On our last day in Kyoto we spent the morning at Rokuharamitsuji and the Rengeōin (despite the scaffolding) before visiting a special exhibition on the Thirty-Six Immortal Poets at the Kyoto National Museum. In the afternoon, the group split to see sites of individual interest: Kinkakuji, the newly reopened Kobe City Museum, and Fushimi Inari.

Following on the heels of a dynamic seminar on ivory carving (led by Sarah Guérin) the evening before, we were well primed to discuss the sculptural assemblages at the morning temples. Beginning at Rokuharamitsuji, we spent nearly an hour enraptured by the famous statue of Kūya, discussing not only its famous figuration of iconic language, but also the fine details of the carving, the state of preservation, and its relationship to the other sculptures in the single-gallery Treasure Hall.

Image result for sea of buddha

In contrast to the intimacy of Rokuharamitsuji, the subsequent Sanjūsangendō presented an overwhelming array of sculptures: one thousand “identical” iterations of the Bodhisattva Kannon standing ten rows deep with 500 each flanking the monumental Kannon icon at the center of the long hall.
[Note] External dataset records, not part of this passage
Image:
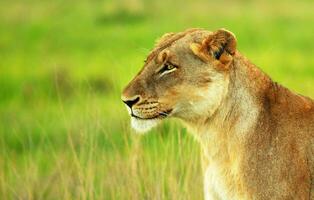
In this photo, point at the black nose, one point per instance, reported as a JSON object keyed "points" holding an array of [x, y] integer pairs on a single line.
{"points": [[132, 102]]}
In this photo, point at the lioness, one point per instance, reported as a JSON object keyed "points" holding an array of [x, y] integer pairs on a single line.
{"points": [[256, 136]]}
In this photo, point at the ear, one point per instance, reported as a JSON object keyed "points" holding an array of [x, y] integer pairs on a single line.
{"points": [[219, 46]]}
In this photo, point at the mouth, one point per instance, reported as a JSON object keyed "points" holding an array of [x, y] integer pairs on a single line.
{"points": [[160, 115]]}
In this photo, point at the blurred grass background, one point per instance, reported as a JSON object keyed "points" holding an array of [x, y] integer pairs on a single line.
{"points": [[64, 134]]}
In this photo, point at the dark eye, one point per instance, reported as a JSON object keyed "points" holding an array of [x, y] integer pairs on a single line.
{"points": [[167, 68]]}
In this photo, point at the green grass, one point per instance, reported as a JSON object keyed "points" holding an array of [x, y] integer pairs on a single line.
{"points": [[64, 133]]}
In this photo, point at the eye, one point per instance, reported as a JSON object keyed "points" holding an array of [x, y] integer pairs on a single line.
{"points": [[167, 68]]}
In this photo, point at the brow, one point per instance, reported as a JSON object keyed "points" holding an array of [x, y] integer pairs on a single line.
{"points": [[167, 43]]}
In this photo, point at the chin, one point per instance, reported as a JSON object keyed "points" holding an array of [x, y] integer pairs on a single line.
{"points": [[142, 126]]}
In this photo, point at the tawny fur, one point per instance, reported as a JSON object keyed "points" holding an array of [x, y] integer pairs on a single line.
{"points": [[256, 136]]}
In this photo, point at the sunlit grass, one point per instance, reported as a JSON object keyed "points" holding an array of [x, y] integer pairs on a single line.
{"points": [[64, 134]]}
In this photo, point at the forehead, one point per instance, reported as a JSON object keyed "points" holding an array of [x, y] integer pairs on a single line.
{"points": [[177, 40]]}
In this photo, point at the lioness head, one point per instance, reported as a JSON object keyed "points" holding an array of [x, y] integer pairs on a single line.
{"points": [[185, 76]]}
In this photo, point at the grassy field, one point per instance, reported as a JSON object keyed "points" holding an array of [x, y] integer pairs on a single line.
{"points": [[64, 133]]}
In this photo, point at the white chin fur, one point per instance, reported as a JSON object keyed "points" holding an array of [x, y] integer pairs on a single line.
{"points": [[142, 126]]}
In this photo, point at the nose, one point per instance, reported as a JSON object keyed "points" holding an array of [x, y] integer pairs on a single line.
{"points": [[132, 101]]}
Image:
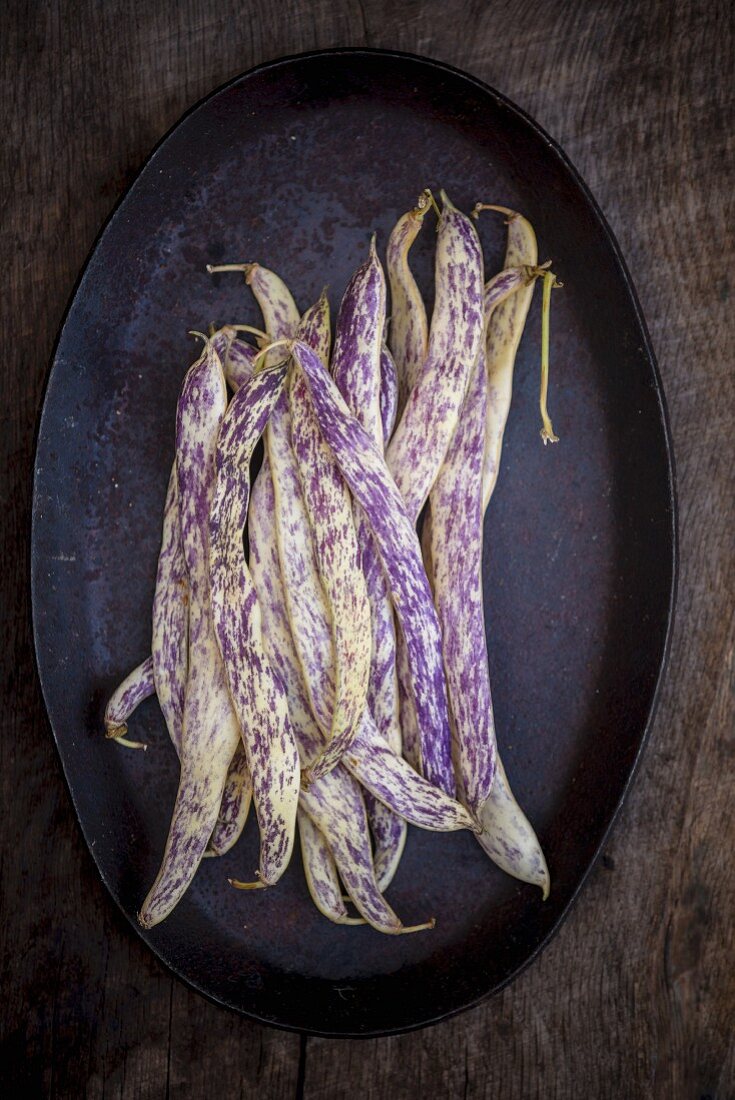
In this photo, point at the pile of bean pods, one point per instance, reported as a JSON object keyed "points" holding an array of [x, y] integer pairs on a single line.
{"points": [[333, 672]]}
Joining the 1001 Kannon, were twenty-eight attendant deities standing in the first row (along with the Wind and Thunder Gods). A special autumn viewing platform allowed us to gain a new, but ahistorical, perspective on the so-called “sea of Buddha” (as the contemporary artist Sugimoto Hiroshi terms the site in his reframing of the altar as installation).

The morning ended with a visit to see the Satake version of the Thirty-Six Immortal Poets, a two volume set of early thirteenth-century (imaginary) portrait scrolls that were cut apart and sold in 1919. Reunited for the first time in a century, the scrolls were beautifully installed, with each given his or her own pseudo-tokonoma. The group was especially well prepared to view this exhibition, since most had by then acquired monoscopic lenses (gyararī sukōpu), which allowed for close inspection of the detailed lines of the physiognomy. These two temples and one exhibition served as excellent final sites of analysis, since they engaged the primary themes of our week-long seminar discussions: the relationship of physiognomy to mimesis, sculpture to body, calligraphy to pictorial line, and figure to ground.